Peter Harte, a defence lawyer who works in Yellowknife, says it is unlikely that mandatory minimums will be completely taken out of the Criminal Code. He added that if Bill C-22 passes, it would return the country to how mandatory minimums were handled before
During former prime minister Stephen Harper’s time in office, the number of federal offences where mandatory minimum sentences could be applied increased from 24 in 2004 to 72 in 2015.
That means more people were being sentenced using mandatory minimums, removing alternative options for sentencing for many crimes.
“So unless there’s a charter application, the mandatory minimum applies,” he said.

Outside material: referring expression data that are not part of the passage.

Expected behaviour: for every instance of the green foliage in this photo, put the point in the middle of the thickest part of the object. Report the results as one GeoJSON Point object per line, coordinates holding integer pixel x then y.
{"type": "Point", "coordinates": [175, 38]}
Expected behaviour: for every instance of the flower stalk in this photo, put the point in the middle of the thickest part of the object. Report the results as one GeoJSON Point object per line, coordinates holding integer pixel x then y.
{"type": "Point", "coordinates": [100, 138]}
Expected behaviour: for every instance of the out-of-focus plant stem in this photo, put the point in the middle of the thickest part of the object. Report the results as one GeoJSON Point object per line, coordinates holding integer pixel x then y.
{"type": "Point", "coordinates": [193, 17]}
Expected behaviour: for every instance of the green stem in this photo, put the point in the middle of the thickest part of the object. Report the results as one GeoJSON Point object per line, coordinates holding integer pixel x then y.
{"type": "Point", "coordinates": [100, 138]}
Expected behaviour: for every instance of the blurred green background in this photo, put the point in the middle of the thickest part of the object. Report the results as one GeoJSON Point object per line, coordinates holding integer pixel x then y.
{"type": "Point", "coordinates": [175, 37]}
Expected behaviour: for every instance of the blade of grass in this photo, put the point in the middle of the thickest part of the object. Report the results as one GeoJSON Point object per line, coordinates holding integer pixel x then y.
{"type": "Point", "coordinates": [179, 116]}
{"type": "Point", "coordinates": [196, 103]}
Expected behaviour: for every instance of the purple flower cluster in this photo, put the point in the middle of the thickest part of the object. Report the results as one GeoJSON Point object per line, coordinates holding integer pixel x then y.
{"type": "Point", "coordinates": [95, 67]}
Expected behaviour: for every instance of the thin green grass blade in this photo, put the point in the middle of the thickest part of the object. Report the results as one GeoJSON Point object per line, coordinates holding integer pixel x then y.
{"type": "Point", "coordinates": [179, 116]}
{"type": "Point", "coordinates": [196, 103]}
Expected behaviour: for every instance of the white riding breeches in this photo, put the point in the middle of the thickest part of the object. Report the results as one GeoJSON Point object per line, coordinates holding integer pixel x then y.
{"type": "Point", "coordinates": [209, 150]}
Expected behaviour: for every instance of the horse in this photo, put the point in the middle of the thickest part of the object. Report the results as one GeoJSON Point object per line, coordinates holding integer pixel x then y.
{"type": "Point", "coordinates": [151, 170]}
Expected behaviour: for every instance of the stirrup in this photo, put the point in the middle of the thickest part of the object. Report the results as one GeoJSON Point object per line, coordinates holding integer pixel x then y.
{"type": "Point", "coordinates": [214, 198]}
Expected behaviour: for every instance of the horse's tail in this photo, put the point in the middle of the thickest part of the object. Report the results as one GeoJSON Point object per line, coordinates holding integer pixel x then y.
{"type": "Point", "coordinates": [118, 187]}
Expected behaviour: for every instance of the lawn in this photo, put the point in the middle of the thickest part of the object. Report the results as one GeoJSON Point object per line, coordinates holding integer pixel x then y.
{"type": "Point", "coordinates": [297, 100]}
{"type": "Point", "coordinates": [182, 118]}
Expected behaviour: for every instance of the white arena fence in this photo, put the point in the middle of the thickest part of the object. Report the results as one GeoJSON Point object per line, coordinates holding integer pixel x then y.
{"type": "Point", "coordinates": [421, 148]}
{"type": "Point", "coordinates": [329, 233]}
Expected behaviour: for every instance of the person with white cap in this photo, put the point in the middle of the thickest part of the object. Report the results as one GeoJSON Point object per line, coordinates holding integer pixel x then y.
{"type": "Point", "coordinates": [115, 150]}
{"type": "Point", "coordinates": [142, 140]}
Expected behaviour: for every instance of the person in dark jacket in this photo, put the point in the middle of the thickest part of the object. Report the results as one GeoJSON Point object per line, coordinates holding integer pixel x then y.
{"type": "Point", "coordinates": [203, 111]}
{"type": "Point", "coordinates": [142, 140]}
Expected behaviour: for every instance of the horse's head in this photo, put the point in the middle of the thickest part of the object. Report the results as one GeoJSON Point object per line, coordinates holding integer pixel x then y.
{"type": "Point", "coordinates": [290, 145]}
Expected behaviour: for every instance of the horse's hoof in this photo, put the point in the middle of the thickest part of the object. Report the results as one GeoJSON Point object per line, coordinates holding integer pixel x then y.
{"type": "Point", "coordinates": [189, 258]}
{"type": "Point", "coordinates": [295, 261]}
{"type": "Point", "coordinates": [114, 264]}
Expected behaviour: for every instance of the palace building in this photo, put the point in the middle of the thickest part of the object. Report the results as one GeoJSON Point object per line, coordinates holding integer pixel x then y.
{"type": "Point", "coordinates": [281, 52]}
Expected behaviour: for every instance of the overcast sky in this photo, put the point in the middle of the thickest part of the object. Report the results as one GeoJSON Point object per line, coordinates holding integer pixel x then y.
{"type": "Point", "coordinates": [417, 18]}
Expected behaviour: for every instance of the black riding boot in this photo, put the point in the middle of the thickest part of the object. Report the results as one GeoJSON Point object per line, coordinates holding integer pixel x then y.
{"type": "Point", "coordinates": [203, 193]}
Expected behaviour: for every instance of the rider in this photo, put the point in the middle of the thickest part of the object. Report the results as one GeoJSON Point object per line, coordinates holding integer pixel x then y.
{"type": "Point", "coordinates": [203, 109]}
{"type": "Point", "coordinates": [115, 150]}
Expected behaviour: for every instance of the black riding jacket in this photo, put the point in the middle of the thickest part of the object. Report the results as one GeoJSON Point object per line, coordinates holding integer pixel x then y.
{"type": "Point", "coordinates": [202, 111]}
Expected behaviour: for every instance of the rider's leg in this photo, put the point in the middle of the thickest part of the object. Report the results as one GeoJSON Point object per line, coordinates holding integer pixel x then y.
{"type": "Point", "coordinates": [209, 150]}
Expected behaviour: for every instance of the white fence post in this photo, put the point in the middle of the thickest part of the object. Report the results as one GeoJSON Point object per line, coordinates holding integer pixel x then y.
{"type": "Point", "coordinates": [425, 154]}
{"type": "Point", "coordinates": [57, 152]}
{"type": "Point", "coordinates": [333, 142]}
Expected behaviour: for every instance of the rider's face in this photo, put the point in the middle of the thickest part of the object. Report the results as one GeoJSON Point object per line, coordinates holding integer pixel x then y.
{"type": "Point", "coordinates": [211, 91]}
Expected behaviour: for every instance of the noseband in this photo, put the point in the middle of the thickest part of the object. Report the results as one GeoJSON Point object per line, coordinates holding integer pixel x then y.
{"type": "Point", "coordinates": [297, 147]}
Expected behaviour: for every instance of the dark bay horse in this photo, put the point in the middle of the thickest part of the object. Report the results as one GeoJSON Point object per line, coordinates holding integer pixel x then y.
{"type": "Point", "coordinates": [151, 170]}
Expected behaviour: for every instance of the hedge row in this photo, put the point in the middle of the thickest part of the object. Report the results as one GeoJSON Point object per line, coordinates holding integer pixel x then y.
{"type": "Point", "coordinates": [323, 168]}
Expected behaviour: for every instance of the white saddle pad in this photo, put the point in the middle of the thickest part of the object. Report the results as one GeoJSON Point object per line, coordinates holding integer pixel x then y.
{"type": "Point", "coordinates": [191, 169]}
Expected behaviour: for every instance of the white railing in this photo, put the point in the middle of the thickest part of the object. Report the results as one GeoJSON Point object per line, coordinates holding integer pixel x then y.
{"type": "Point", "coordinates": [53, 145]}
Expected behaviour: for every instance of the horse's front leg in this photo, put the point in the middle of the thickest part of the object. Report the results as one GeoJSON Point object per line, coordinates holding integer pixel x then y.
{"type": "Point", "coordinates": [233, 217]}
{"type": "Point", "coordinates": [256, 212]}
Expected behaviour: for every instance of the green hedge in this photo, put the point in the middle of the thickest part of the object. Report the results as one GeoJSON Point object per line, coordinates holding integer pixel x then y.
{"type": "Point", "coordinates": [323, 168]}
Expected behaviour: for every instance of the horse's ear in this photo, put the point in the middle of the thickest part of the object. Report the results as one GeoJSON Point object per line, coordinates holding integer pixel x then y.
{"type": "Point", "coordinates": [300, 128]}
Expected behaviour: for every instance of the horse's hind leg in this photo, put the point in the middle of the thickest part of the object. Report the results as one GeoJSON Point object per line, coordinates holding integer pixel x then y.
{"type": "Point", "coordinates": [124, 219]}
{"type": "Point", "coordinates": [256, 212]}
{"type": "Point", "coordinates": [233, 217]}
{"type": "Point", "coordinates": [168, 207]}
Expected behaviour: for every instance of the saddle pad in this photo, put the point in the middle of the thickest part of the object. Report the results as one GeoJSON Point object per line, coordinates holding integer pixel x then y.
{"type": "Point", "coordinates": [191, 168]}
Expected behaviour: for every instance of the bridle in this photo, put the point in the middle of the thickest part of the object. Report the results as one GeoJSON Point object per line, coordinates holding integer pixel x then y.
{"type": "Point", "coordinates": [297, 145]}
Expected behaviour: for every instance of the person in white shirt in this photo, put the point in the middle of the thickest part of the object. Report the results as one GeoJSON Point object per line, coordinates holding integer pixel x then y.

That’s outside of cases involving drugs and alcohol. Then creative sentencing can come into play, like in the instance with Mitchell Rankin vs. Her Majesty the Queen. Normally, rehabilitation happens after sentencing, but Rankin was able to complete rehabilitation before — due to backlogs in the courts caused by COVID-19.
That meant Rankin’s sentence was able to get a reduced sentence because he had completed rehabilitation before sentencing.
Harte says the case is an example of how more flexibility in sentencing can help in some circumstances.
But Harte said circumstances in the case likely wouldn’t happen again, because COVID-19 caused court backlogs.
“To go out for treatment, you need several meetings with a local drug and alcohol counselor or somebody who has the ability to refer people for treatment, and that’s going to take a few weeks,” he said. “By that point, you’re likely to have your court appearance.”
“It’s nice to know that you can take advantage of that decision in the event that you arrange to get your client out for treatment before the court appearance,” he added.